Mooker trembled like a drive motor lugging. Caffey's mouth opened to scream, but at the last instant the seaman leaped for the bed.

Leaf snatched the door open. Both noncoms slipped into the corridor and slammed the door behind them.

The thunderous music resumed almost at once.

"My God," Leaf groaned. His eyes were closed. "My God, I didn't think. . . ."

"Shit," said Caffey. "No choice but the Shore Police now—omigod!"

Lieutenant-Commander Congreve strode down the corridor to them. He wore a dress uniform; his saucer hat was adjusted perfectly to the required tilt.

"What in the hell is going on here?" Congreve demanded. He did not so much shout as raise his cold voice to be heard over the chant booming from Mooker's billet.

Leaf and Caffey snapped to attention. Leaf hoped the other noncom could think of a way to explain—

But Congreve didn't want explanations, he wanted victims. There were a lot of officers like that. . . .

"You! Leaf!" Congreve said. "Open your hands."

"Sir, it's not—" Leaf said as he obeyed. The unused injector dropped to the floor.

Congreve glared at him. "The first thing you can do is take off the other rank stud, Seaman Leaf," he said. "You won't be needing it for a long time—if ever. Now, just what is going on here?"

Leaf swallowed. He was braced so stiffly that he was becoming dizzy, as though being rigid would protect him from what was happening.

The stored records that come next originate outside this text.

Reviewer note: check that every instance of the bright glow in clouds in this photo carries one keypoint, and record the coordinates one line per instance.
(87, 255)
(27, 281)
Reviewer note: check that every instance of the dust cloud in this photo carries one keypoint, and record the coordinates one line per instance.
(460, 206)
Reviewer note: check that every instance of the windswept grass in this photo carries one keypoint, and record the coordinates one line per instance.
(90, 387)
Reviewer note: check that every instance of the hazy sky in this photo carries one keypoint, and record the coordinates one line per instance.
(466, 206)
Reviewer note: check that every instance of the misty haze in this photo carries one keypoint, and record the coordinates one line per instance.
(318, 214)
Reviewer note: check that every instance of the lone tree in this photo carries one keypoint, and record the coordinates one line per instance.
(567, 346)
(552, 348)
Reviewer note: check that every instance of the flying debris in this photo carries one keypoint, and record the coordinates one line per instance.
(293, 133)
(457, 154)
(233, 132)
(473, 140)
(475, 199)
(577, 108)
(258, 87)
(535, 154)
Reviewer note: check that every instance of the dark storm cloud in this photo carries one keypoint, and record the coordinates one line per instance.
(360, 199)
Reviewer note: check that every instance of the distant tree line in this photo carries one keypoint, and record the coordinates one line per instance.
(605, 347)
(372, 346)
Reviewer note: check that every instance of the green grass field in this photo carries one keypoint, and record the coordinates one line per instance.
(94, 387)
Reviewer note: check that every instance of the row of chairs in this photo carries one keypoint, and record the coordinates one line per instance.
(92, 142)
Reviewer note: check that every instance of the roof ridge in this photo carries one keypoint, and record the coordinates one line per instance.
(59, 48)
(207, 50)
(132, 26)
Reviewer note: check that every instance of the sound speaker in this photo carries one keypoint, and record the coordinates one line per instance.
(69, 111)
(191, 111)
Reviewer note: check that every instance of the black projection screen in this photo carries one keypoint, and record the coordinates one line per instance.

"Ah, sir," said Caffey. "It's just, you know, a little party."

The lieutenant-commander's face went red, then white. He stared at the name tape on Caffey's tunic. "Well," he said in a voice of dangerous calm, "we'll just see about that."

Congreve pushed open the door of the billet and said, "All right, stand at—"

The scream and the whine of the cutting bar played a descant to the rumbling bass line from the recorder.

Leaf pulled the door closed. "Let's get the fuck outa here," he said.





14


May 18, 382 AS. 0622 hours.




Filters of cyan, magenta, and yellow shifted across Wilding's vision with every beat of his heart. After hundreds of repetitions, the colors locked suddenly into a polychrome whole. The officer-trainee watched Ensign Brainard take a grenade out of his tunic pocket.

A pair of grenades turned up when Wilding searched K67's ammunition locker. Nobody remembered why they were aboard. Maybe to discourage sea life, maybe because somebody had the notion they'd be useful if the hovercraft's crew had to board another vessel—a vanishingly improbable event.

But the survivors needed them now.

Brainard grimaced, tossing the grenade an inch or two on his palm to judge its heft. He stepped toward the giant cedar. Caffey and Leaf fell in beside him. They were trying to look in all directions at once.

"I said, 'Get to cover,'" the ensign ordered harshly.

The torpedoman opened his mouth to protest.

"I'll have five seconds after I pull this," Brainard said. His finger tapped the grenade's safety pin. "I don't intend to spend it tripping over you two. Get to cover."